>>117370>>117371There is one word coined by a Scot that comes to mind and that's haecceity, also known as thisness. It's what distinguishes a specific thing as a distinct, particular entity. There are other fairly specific loans like eudaimonia or defenestrate, and of those that are trivia-tier I've come across qualtagh, that one's pretty unique. I don't think English lost these per se, it's that a lot of what you see touted around as these mega-specific abstract things are often a product of writing, either popularized by it or simply not used in regular speech anyways, and the English language spent a very long time being marginalized in favor of Latin and French, whose impact will be felt for even longer. And really, English speakers mostly prefer to borrow words over calquing them, that too contributes to the whole shebang.

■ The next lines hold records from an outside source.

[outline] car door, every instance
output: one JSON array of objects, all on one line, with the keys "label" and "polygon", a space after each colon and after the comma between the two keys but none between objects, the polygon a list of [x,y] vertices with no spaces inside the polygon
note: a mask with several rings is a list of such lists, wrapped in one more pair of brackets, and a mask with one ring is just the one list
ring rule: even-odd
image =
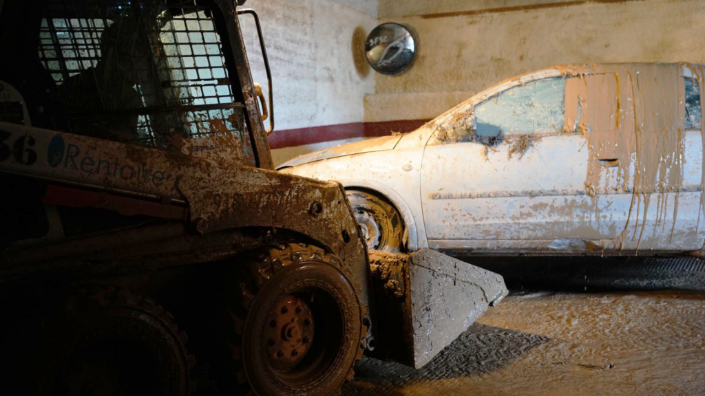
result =
[{"label": "car door", "polygon": [[575,78],[517,80],[441,125],[422,169],[429,246],[575,251],[621,233],[586,186],[588,140],[566,113]]},{"label": "car door", "polygon": [[629,250],[702,247],[704,68],[639,65],[635,76],[637,135],[627,181],[632,210],[620,244]]}]

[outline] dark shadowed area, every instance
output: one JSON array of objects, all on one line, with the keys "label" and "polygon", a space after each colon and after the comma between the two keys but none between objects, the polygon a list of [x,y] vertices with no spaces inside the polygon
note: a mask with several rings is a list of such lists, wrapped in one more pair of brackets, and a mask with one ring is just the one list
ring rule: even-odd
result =
[{"label": "dark shadowed area", "polygon": [[703,261],[467,261],[512,295],[420,370],[364,359],[344,395],[705,394]]}]

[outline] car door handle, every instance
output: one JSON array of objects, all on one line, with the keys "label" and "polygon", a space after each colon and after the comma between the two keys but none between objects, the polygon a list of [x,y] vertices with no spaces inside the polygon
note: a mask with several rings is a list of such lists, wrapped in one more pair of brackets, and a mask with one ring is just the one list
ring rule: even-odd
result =
[{"label": "car door handle", "polygon": [[618,158],[601,158],[597,161],[600,161],[600,165],[604,166],[605,168],[614,168],[615,166],[619,165],[619,159]]}]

The specificity of commonplace vocabulary is generally very underrated and you won't see it appear on any funny lists, but English's phrasal verbs in particular are a stupidly productive way to narrow down or diversify meanings. Get, get in, get out, get up, get down, get by, get on, get off, get along, get at, get away, get back, get over, get across, get around, get through, not to mention get as an auxiliary, at this point I'm sure you get the idea. It's important to highlight the fact that multi-word expressions are lexical items too and just as valid as individual ones, which is what most of these would be in a different language.
As for verbosity itself, it comes and goes, Aristophanes was making fun of it all the way back in 391 BC with his Lopadotemachoselacho
galeokranioleipsano
drimhypotrimmatosi
lphiokarabomelitoka
takechymenokichlepi
kossyphophattoperis
teralektryonoptekep
halliokigklopeleiol
agoiosiraiobaphetra
ganopterygon. It's not unprecedented.